What happened

Teladoc Health (TDOC -4.64%) stock probably could have used a physician's services on Monday. The company's shares caught the sniffles, declining by nearly 5% on the back of not one, but two analysts' price target cuts.

So what

Teladoc continues to be largely out of favor with the market following last month's release of its fourth-quarter and full-2022 earnings. Exacerbating this, on Monday morning, a pair of analysts revealed that they have become more bearish on the telehealth specialist's prospects.

Canaccord Genuity's Richard Close trimmed his price target on Teladoc shares by 10%, from $40 down to $36. That doesn't mean he's giving up hope on the specialty healthcare company entirely, as he maintained his buy recommendation on the stock.

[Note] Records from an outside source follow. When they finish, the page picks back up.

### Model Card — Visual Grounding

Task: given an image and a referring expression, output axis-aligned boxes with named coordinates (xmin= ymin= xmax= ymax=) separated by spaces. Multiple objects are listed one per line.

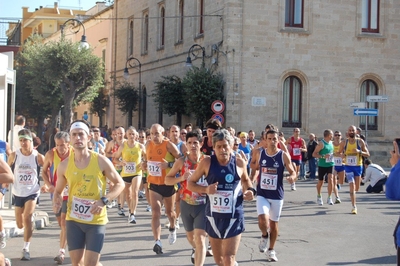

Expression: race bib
xmin=70 ymin=197 xmax=93 ymax=222
xmin=124 ymin=162 xmax=136 ymax=174
xmin=147 ymin=161 xmax=162 ymax=176
xmin=260 ymin=167 xmax=278 ymax=190
xmin=18 ymin=169 xmax=33 ymax=186
xmin=346 ymin=156 xmax=357 ymax=166
xmin=210 ymin=191 xmax=233 ymax=213
xmin=333 ymin=157 xmax=343 ymax=166
xmin=325 ymin=154 xmax=334 ymax=163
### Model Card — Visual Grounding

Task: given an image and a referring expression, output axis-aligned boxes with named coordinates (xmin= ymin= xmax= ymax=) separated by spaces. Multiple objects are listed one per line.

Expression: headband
xmin=69 ymin=122 xmax=89 ymax=135
xmin=18 ymin=135 xmax=32 ymax=141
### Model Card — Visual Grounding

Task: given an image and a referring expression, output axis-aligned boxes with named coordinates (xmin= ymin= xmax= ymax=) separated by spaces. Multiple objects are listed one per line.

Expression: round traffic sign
xmin=211 ymin=100 xmax=225 ymax=114
xmin=211 ymin=114 xmax=225 ymax=124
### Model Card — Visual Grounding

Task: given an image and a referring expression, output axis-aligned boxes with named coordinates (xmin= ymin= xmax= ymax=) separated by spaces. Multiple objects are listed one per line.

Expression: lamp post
xmin=61 ymin=18 xmax=89 ymax=49
xmin=185 ymin=44 xmax=206 ymax=67
xmin=124 ymin=57 xmax=142 ymax=130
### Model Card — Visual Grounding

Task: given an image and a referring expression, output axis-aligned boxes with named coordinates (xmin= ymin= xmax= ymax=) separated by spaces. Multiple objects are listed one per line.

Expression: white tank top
xmin=12 ymin=149 xmax=40 ymax=197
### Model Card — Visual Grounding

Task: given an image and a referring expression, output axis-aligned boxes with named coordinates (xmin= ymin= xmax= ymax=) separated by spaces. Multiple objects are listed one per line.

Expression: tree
xmin=182 ymin=67 xmax=224 ymax=127
xmin=90 ymin=88 xmax=108 ymax=127
xmin=114 ymin=82 xmax=139 ymax=125
xmin=17 ymin=38 xmax=104 ymax=128
xmin=151 ymin=75 xmax=186 ymax=126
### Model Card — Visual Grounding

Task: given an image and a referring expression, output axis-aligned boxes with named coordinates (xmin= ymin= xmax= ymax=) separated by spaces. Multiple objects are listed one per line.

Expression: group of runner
xmin=0 ymin=119 xmax=376 ymax=265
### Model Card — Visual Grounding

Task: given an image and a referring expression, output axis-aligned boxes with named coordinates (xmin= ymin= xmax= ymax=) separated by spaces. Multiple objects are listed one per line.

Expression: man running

Meanwhile, Stephen Baxter of Big Four bank Wells Fargo took a deeper slice out of his Teladoc target, reducing it to $23 per share from his previous $28. He was not quite as sunny about Teladoc's future as his Cannacord peer, though. The recommendation he maintained is only equal weight -- in other words, hold.

Now what

It wasn't immediately apparent why either analyst made those changes. Yet it seems unlikely to be a coincidence that their moves came only days after Teladoc reported its fourth-quarter results. 

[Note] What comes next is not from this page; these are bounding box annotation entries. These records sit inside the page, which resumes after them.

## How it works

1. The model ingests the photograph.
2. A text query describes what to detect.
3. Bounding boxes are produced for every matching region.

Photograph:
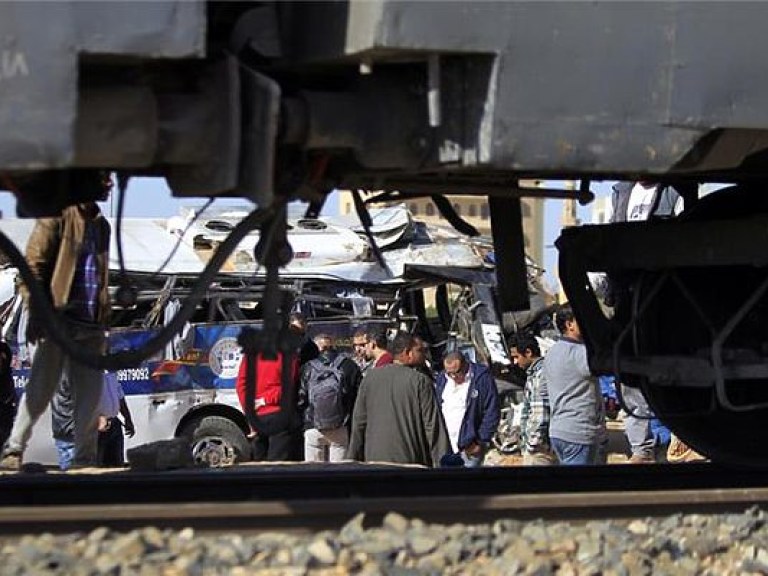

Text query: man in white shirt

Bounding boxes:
[435,352,501,468]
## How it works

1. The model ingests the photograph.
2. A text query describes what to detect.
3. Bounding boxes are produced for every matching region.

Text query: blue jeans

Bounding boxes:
[54,439,75,470]
[549,438,602,466]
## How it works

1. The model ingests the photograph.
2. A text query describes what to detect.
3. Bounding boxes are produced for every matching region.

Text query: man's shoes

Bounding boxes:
[0,451,21,472]
[629,454,656,464]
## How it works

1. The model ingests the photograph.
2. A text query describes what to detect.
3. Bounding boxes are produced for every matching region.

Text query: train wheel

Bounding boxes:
[635,188,768,467]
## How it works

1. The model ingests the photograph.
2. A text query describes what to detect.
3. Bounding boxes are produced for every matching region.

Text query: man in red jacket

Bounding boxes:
[235,352,303,462]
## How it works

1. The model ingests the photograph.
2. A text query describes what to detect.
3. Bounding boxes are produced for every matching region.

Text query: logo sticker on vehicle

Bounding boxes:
[208,338,243,378]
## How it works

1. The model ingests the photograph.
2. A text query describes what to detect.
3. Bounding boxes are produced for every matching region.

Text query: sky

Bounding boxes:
[0,178,612,289]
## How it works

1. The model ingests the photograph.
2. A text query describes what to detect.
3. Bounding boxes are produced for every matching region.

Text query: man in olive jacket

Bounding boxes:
[0,191,110,469]
[347,332,451,467]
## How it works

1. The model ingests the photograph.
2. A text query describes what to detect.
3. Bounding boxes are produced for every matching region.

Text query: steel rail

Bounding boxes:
[0,488,768,535]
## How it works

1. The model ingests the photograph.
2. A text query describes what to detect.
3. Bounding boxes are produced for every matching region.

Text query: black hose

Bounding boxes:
[0,207,273,371]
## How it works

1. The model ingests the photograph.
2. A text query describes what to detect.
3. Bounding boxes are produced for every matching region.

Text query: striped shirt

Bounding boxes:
[67,223,99,322]
[520,358,550,454]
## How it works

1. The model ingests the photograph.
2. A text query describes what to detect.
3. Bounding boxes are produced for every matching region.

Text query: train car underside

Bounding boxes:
[10,0,768,465]
[557,184,768,466]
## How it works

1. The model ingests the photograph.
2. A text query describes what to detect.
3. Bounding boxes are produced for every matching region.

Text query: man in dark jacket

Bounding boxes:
[298,334,362,462]
[347,332,451,466]
[436,352,501,468]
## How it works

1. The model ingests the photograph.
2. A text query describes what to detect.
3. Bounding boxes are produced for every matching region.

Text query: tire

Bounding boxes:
[183,416,251,468]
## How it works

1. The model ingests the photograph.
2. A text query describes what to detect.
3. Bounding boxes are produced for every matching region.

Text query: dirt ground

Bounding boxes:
[485,419,629,466]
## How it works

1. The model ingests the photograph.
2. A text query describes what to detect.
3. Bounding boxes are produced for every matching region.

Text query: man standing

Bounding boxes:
[347,332,451,466]
[0,180,110,470]
[98,372,136,467]
[437,352,501,468]
[352,328,372,376]
[235,329,302,462]
[365,329,395,368]
[298,335,362,462]
[510,334,557,466]
[544,305,608,465]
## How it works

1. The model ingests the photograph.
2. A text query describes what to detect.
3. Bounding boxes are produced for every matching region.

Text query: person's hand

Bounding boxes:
[27,314,45,344]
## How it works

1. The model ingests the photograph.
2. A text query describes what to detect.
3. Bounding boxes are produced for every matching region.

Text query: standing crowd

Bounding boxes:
[0,174,135,470]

While the company topped analysts' consensus estimates on both the top and bottom lines, investors found its guidance wanting. For its first quarter of this year, Teladoc guided for $610 million to $625 million in revenue and a bottom-line loss of $0.50 per share. Prognosticators were expecting better -- they were modeling for $652 million in revenue and only a $0.32 per share net loss.